After a miserable 2013 season, Twins slugger Josh Willingham is ready to reward Minnesota's faith in him.
Josh Willingham, 35, might be the oldest player on the Twins' 40-man roster, but Minnesota still believes it can get solid run-production out of the veteran's bat.
Brace Hemmelgarn / USA TODAY Sports
By David DorseyFOX Sports North
FORT MYERS, Fla. -- No contract extension, no problem for Minnesota Twins left fielder Josh Willingham.
The 35-year-old, entering his 11th big-league season, struggled with a knee injury last season, missing 51 games. He hit just .208 with 14 homers and 48 RBI.
Willingham said he would like to finish his career in Minnesota and resolved to make his production in 2014 determine his status for 2015 and beyond.
Willingham enters the third and final season of a $21 million contract.
"I would never do that," Willingham said of asking the Twins for an extension prior to the contract ending. "If they wanted to come to me, that would obviously be something I would be up for. This is a great organization, and I love playing in Minnesota."

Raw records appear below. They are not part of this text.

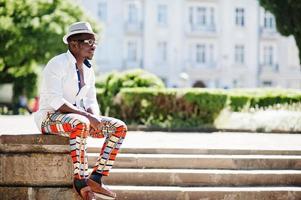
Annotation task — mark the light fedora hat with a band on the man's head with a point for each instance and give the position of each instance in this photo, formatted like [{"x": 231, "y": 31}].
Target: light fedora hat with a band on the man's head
[{"x": 78, "y": 27}]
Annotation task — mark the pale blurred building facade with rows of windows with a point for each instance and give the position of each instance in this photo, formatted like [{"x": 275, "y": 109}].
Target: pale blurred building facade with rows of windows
[{"x": 222, "y": 43}]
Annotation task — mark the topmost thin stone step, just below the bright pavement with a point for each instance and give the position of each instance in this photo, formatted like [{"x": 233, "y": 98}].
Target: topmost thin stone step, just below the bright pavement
[{"x": 163, "y": 150}]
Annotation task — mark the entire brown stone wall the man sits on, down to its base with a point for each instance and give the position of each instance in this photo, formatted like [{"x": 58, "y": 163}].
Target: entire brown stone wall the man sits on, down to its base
[{"x": 35, "y": 167}]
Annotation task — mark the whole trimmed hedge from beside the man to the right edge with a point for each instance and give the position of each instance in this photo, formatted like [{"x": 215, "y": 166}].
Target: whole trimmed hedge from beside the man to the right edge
[{"x": 187, "y": 108}]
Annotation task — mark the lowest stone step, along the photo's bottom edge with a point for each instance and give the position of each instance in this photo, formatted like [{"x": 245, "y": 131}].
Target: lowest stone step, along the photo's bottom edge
[{"x": 206, "y": 193}]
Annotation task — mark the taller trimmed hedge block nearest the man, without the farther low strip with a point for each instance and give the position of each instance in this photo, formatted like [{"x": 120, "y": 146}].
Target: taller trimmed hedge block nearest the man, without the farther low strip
[{"x": 169, "y": 107}]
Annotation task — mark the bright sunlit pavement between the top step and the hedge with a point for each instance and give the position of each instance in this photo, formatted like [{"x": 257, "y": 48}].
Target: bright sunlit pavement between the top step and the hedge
[{"x": 139, "y": 139}]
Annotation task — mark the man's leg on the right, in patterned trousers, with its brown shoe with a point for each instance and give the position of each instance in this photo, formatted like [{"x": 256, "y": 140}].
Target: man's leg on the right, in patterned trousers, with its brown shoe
[{"x": 114, "y": 131}]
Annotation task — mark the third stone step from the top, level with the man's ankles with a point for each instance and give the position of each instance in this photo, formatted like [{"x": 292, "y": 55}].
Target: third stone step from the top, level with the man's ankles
[{"x": 197, "y": 177}]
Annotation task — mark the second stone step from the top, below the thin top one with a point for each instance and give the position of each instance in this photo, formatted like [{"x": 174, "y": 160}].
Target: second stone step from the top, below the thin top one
[{"x": 194, "y": 161}]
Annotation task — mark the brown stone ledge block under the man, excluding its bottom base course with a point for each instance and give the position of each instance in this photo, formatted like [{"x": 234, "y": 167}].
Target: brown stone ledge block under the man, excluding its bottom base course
[{"x": 35, "y": 161}]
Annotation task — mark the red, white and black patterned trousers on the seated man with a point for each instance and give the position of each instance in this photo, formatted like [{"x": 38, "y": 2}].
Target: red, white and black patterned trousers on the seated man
[{"x": 77, "y": 128}]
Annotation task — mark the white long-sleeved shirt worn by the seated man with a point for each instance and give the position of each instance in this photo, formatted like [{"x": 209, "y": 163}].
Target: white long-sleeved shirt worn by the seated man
[{"x": 60, "y": 86}]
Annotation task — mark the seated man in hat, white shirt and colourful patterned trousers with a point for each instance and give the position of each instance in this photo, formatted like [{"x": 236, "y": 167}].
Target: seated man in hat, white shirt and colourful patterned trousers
[{"x": 68, "y": 107}]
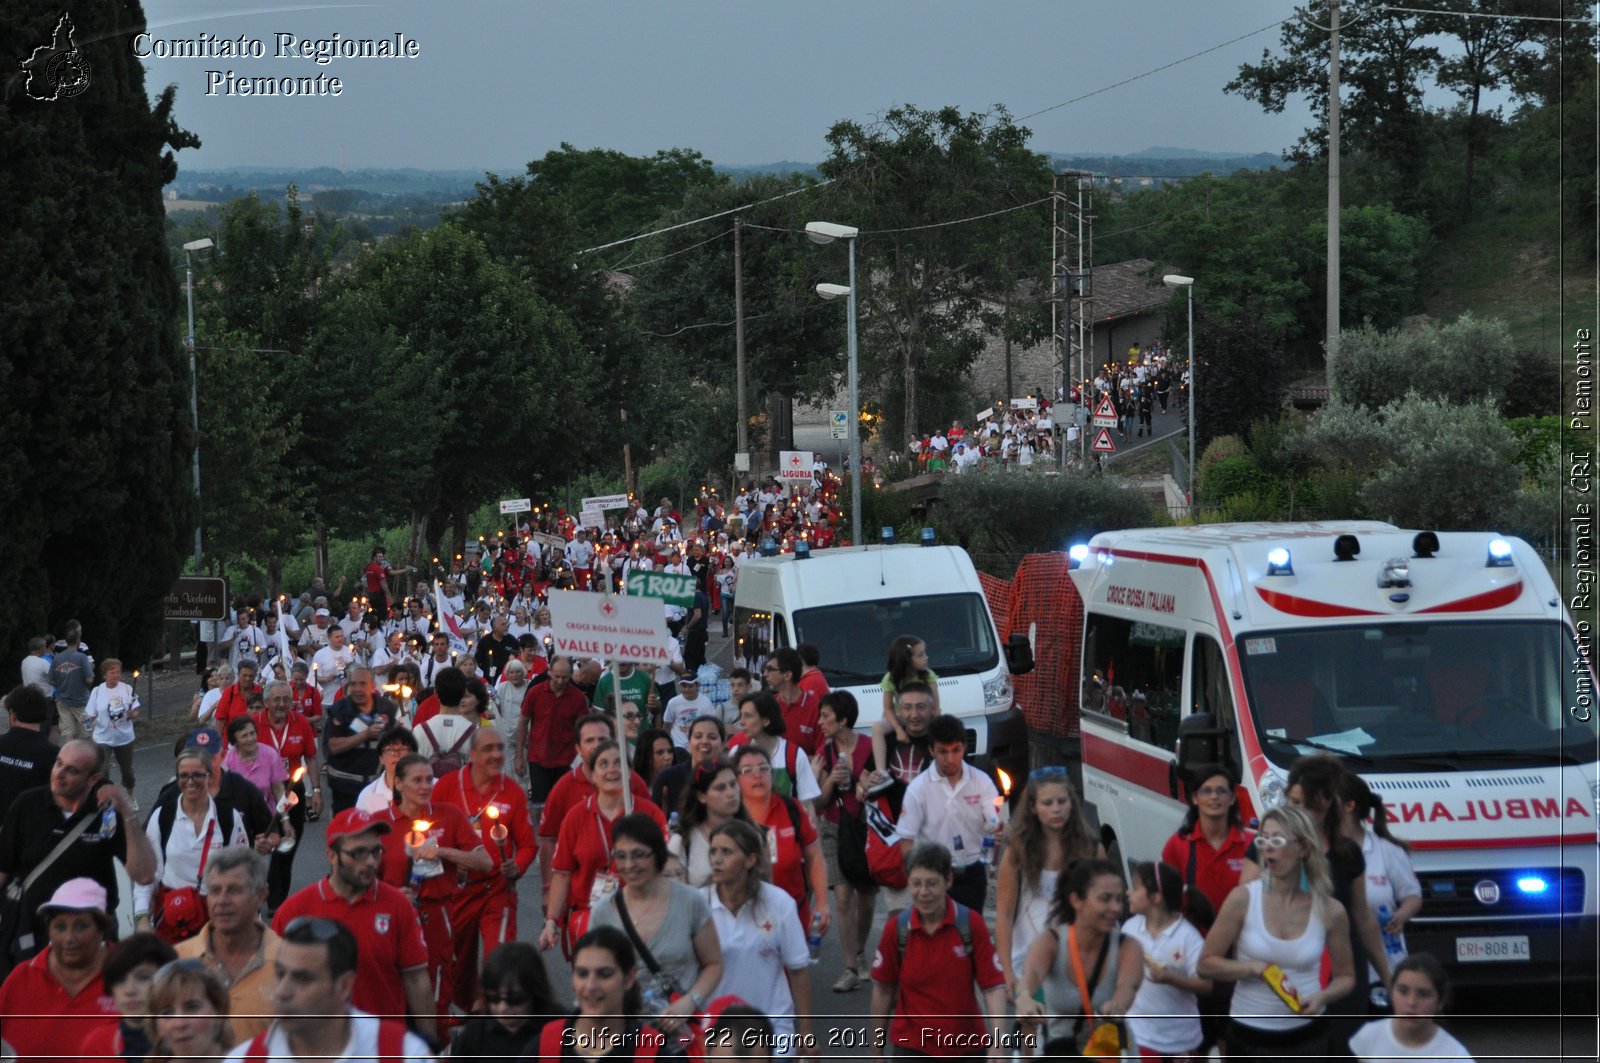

Minnesota Twins assistant general manager Rob Antony said the 6-foot-4, 230-pound Willingham looked healthy and in shape during the early going of spring training and that the team would be happy with numbers in between last season's and 2012, when Willingham hit .266 with a career-best 35 home runs and 110 RBI.
"He brings a lot to the club with leadership," Antony said. "He's a hard worker. He's been productive. He's a proven major-league veteran."
The Twins have a lot of young outfielders in the mix for this season in Chris Parmelee, Aaron Hicks and Oswaldo Arcia with more on the way in Byron Buxton and, further down the line, Max Kepler.
Willingham's long-term future with the team remains uncertain, but Twins manager Ron Gardenhire said he was pretty excited about the present.
"He's going to enjoy baseball a lot more, I know that," Gardenhire said. "He was miserable last year. He had the knee problems and got into a rut. For one thing, he's a happier guy. He loves to hit. He's fun to watch walk up there. I look forward to seeing him perform. He has a great track record. I think he's going to be just fine."
Willingham gives the Twins a valuable veteran presence, especially with the departure of free-agent first baseman Justin Morneau, who is now with the Colorado Rockies.
Willingham began his career with the Florida Marlins, who drafted him in the 17th round of the 2000 draft out of the University of North Alabama.
Willingham played shortstop in college, third and first base in the low-level minor leagues with the Marlins, converted to catcher and then found a home -- a lasting one since 2005 -- in left field.
He also will see time at designated hitter this season.
"I think the catching perspective helped me more than anything," Willingham said. "It helped me understand everything that was going on."
Willingham's bat forced different teams -- he also has played for the Washington Nationals and Oakland A's -- to find a way to keep him in the lineup.
"I think a lot of teams, coming out of the draft, saw him with the body and profiled him as a catcher," Antony said. "He's done a lot of things. He's not a Gold Glove left fielder. But when he's healthy, he's fine out there. Hopefully, he'll have a healthy season, and if he does, his numbers will be back up there."
Willingham also has another distinction in that he's the oldest player on the 40-man roster.
"I don't feel any older," Willingham said. "I have to do a little more warming up maybe, a little more maintenance before and after. I used to show up, put my pants on and play. I can't do that anymore."
Twins second baseman Brian Dozier, 26, said Willingham provides leadership by example.
"Josh, he's been around for nine or 10 years," Dozier said. "He had a little setback last year with some injuries, but two years ago, he was one of the best hitters in the game with the numbers he put up. He has a veteran approach. He's good to have around."
Willingham said he's not the "rah-rah" type of leader but that he would do what he could in helping to guide the team.
"I think when you've had more experience and you've been around longer, people look to you for leadership," Willingham said. "It's always important to take that into consideration. As far as being more important to the team, I don't see myself as being more important to the team.
"I'm not going to be the guy who jumps on everybody after a game or something like that. I more like to lead by example."
Veteran leadership will be important for a team that finished with a 66-96 record, fourth place in the Central Division.
"We're not that far from winning," Willingham said. "They won in 2010, wasn't it? They've got the same coaching staff here, pretty much. A lot of people that have been here know how to win, and they know how to put a winning team on the field. I think you have to trust that."